Uebrigens gehört dieser neue Bombyx in eine Gruppe sehr
zahlreicher Species die einander sehr nahe stehen, oft aber sehr variiren und sehr
schwer von einander zu unterscheiden sind. Selbst wenn es sich später herausstellen
sollte, daß diese Insecten nur eine Abart des Bombyx
mylitta sind, so müßte diese, vom Typus besonders durch ihr Cocon so
abweichende Abart noch
immer durch einen Namen besonders bezeichnet werden. So weit wir diesen
Seidenschmetterling bis jetzt kennen, hat er wegen der Form seines Cocons viel
Verwandtschaft mit der Species des Königreichs Assam, Mooga genannt, welche eine vortreffliche Grezseide liefert, wovon im
englischen Indien viel verbraucht wird. Dieser Mooga-Seidenwurm, von Helfer unter dem Namen
Bombyx assamensis im Journal der asiatischen
Gesellschaft zu Bengalen, Januarheft 1837, beschrieben, unterscheidet sich von B.

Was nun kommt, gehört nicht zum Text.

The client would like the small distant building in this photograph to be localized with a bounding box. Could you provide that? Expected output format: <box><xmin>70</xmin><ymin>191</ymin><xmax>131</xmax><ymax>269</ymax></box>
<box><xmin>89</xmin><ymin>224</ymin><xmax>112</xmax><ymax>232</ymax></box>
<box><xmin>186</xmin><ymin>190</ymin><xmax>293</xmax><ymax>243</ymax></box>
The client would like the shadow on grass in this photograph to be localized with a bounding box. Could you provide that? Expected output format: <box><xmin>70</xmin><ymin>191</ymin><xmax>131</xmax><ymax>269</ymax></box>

Pernyi durch die pfauenäugigen Flecken seiner
Flügel, welche durchaus mit gefärbten Schuppen überzogen sind und keinen glasigen
Theil wahrnehmen lassen. Gleicher Beschaffenheit ist noch eine andere Seidenspecies,
der B. Perrottetii
(Guer Mag. zool., 1843; Insectes, pl. 123), entdeckt von dem um die Seiden-Industrie durch
zahlreiche nützliche Arbeiten sehr verdienten Hrn. Perrottet.
Ich brauche mich nicht näher darüber zu verbreiten, wie wichtig die Einführung des
Eichenseidenwurms wäre, dessen Vaterland hinsichtlich des Klima's dem Mittlern und
nördlichen Frankreich ganz analog ist und dessen Raupen man nur auf Eichenschlage zu
bringen braucht, um die unnützen Eichenblatter in eine sehr feste und dauerhafte
Seide umzuwandeln. Die Einführung dieser Species würde in Europa Erzeugnisse
liefern, welche die Production der ausgezeichneten Seide von unserm gewöhnlichen
Seidenwurm auch nicht mehr beeinträchtigen würden, als sie es in China thun.